J’ai regagné ‘Belle Vista’, la contournant par la droite. Je suis entré par la façade arrière encore bleuie d’ombres légères. Des enfants jouaient à se poursuivre dans le modeste square, juste la taille d’une carte postale. Je suis entré dans ma pièce d’écriture. Sur ma table, quelques feuilles griffonnées parsèment l’espace de travail. Les niches creusées dans les murs épais sont le refuge de milliers de livres. Les maroquins de cuir sombre alternent avec les couvertures graphiques des Livres de Poche, les reliures fauves des essentiels, dictionnaires et encyclopédies, des relations de voyage, puis ce sont les dos austères des essais, les couvertures ivoire des romans à l’insigne de la ‘nrf’, puis la grande collection de volumes dédiés aux Prix Nobel, puis mille et un plaisirs de lecture qui dorment dans les rayonnages, n’attendant que d’être réveillés. Savez-vous, parfois, cela s’impatiente un livre, ça piaffe, ça se révolte ! Quelle vie, en effet, que celle d’une relégation entre des serre-livres, parmi les ombres et la poussière ! Voyez-vous, j’ai l’impression que mes ouvrages m’adressent une supplique secrète, qu’ils revendiquent, demandant à être feuilletés, à être lus. Depuis combien de temps, en effet, les trois tomes des ‘Mémoires d’Outre-tombe’ à la belle reliure vert bronze attendent-ils d’être de nouveau ouverts, parcourus, les belles lignes de Chateaubriand à nouveau découvertes ? Et ce livre illustré par Edouard de Beaumont, précédé de notes de Gérard de Nerval, ce ‘Diable amoureux’ de Jacques Cazotte, combien il souhaiterait que l’une de ses pages ouvertes au hasard, quelque extrait vînt à notre rencontre, comme ceci, par exemple :
‘On en conclut que la révolution ne tardera pas à se consommer ;
qu’il faut absolument que la superstition
et le fanatisme fassent place à la philosophie,
et l’on en est à calculer la probabilité de l’époque,
et quels seront ceux de la société qui verront le règne de la raison.’
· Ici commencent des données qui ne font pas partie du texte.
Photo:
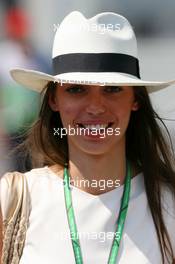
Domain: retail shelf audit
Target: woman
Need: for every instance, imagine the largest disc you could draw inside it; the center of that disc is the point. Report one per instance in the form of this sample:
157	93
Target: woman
105	191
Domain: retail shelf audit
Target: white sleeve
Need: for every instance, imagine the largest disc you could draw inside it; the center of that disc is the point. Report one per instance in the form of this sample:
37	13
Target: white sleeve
168	206
4	192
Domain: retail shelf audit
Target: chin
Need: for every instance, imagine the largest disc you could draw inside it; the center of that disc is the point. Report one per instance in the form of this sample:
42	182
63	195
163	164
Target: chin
98	146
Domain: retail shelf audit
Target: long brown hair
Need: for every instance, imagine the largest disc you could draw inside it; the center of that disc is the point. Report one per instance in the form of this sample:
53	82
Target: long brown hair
146	147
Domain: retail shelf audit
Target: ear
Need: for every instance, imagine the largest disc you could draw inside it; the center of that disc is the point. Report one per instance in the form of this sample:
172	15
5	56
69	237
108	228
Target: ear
135	106
53	103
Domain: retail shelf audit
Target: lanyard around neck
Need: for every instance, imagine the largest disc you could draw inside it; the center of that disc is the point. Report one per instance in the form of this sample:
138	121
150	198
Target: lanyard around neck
120	221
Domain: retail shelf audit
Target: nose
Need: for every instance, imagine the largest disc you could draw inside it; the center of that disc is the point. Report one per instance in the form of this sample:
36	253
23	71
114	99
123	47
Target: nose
95	104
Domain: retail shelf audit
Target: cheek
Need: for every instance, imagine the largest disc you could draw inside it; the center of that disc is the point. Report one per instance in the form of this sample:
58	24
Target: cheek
123	113
68	112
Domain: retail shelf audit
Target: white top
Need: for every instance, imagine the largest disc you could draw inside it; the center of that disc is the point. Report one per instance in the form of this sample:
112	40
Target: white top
48	238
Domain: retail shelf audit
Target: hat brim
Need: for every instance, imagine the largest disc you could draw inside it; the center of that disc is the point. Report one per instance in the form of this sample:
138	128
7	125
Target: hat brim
36	80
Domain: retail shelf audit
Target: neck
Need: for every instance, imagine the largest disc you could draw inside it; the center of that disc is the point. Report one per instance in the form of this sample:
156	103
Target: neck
97	174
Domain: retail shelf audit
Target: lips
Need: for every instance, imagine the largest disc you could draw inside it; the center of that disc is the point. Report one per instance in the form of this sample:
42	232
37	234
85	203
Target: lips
95	126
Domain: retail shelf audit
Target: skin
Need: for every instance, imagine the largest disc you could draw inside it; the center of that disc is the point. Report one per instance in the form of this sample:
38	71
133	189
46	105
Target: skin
94	158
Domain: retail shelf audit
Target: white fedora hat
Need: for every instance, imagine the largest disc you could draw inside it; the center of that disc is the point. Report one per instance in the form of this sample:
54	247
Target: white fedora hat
101	50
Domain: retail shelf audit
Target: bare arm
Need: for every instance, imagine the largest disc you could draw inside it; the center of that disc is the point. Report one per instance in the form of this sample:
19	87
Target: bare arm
0	235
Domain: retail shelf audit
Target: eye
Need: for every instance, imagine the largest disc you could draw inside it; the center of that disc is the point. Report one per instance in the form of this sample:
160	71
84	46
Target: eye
75	89
113	89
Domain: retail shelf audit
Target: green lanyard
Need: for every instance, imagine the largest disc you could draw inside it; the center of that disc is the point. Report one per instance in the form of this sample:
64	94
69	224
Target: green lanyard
120	220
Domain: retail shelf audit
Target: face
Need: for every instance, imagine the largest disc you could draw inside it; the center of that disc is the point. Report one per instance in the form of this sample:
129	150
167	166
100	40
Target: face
98	115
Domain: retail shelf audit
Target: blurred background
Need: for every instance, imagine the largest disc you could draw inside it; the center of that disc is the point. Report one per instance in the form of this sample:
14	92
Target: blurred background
26	35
Une fois de plus, j’ai failli m’égarer, mon attention captée par les livres n’avait nul repos qu’elle ne soit rassasiée. Mais comment pourrait-elle l’être ? Un titre en convoque un autre, et cet autre fait écho avec un troisième et ainsi de suite dans une sorte de carrousel qui danse et ne sait plus pourquoi il danse. Cependant la mer est toujours là, avec un peu plus d’animation maintenant. Quelques voiliers ont dressé leur grand-voile et leurs focs commencent à gonfler sous l’amicale pression du vent. Aujourd’hui il vient de la mer, chargé d’humidité. Il poisse les cheveux et fait coller les vêtements au corps. Mais, bientôt, le soleil aura raison de son obstination et l’air soudain devenu sec, vibrera tel l’archet du violon. Quelques Passants cueillent des galets sur la plage, les lancent à l’eau pour faire des ricochets. Maintenant j’écris et les touches de mon clavier se mêlent aux autres bruits, s’entrelacent, aux jeux des enfants, aux exclamations gutturales des mouettes, aux claquements des haubans contre les mâts, aux accents de la belle langue catalane que des natifs d’ici pratiquent d’une manière volubile, on dirait, parfois, un concert de cigales sur la garrigue.
Voyez-vous, ma maison, c’est tout ceci à la fois et d’une façon totalement indissociable : les amoncellements de cailloux sur le rivage, les grandes plaques de schiste qui sortent de l’eau et s’élancent en direction du ciel, l’agitation vert-amande des branches d’oliviers traversées par la tramontane, le ravissant ilot Sortell et son pont aux cinq ogives, on dirait une maquette pour enfants, les raquettes de ses agaves hérissées de piquants, le passage d’un goéland tout contre ma fenêtre ; de la musique venue, le soir, du ‘Cafè de la Habana’ où se distille un rhum généreux, tropical, exotique ; la guirlande lumineuse qui découpe la côte, longe le ‘Riba Nemesi Llorens’, cette institution locale que rien, jamais, ne viendra détrôner, puis encore et toujours la ronde infinie des livres, leurs emmêlements aux phrases écrites, aux textes alignés comme des grenadiers partant au combat, pacifique cependant. Oui, une maison c’est tout ceci et encore bien plus. Mais ‘à chaque jour suffit sa peine’ et, déjà, les lumières du port faiblissent, les terrasses se vident. Bientôt l’aube recouvrira la nuit, la dissoudra dans une encre claire. Bientôt sera le jour, ses mille ivresses, ses mille flamboiements, peut-être ses tristesses. Comment pourrait-on savoir ? Je tire mes persiennes sur la lumière qui vient. Elle fait ses belles zébrures sur le sol de tomettes. Ceci, cette phrase si simple, ne serait-elle l’amorce d’une prochaine écriture, ici, dans la pénombre de ‘Bella Vista’ ? La clarté est levée maintenant qui fait son bourgeonnement sur la baie. Tout est à recommencer, toujours ! Ce cycle est vie, ce cycle est simplement beau ! Fermons les yeux et laissons-nous porter, il en ressortira bien quelque chose, une chanson ancienne bourdonnant dans le pavillon de nos oreilles, une pensée délicate dédiée à une ancienne Aimée, un projet à venir, la trame d’une écriture, la construction imaginaire d’une bâtisse où seraient exposées des milliers de toiles blanches sur des murs couleurs de nuit, le balancement d’une goélette sur les eaux d’une mer lointaine. Oui, une maison, puisqu’elle est lieu de vie est aussi lieu de tout ce qui peut advenir et devenir simplement imaginaire ou bien réel. L’essentiel, l’habiter avec ferveur. Jamais hôtesse n’accepte de voyageur distrait, absent aussi bien à lui-même qu’aux murs à l’infinie mémoire, aux livres où bruit incessamment toute l’agitation du monde.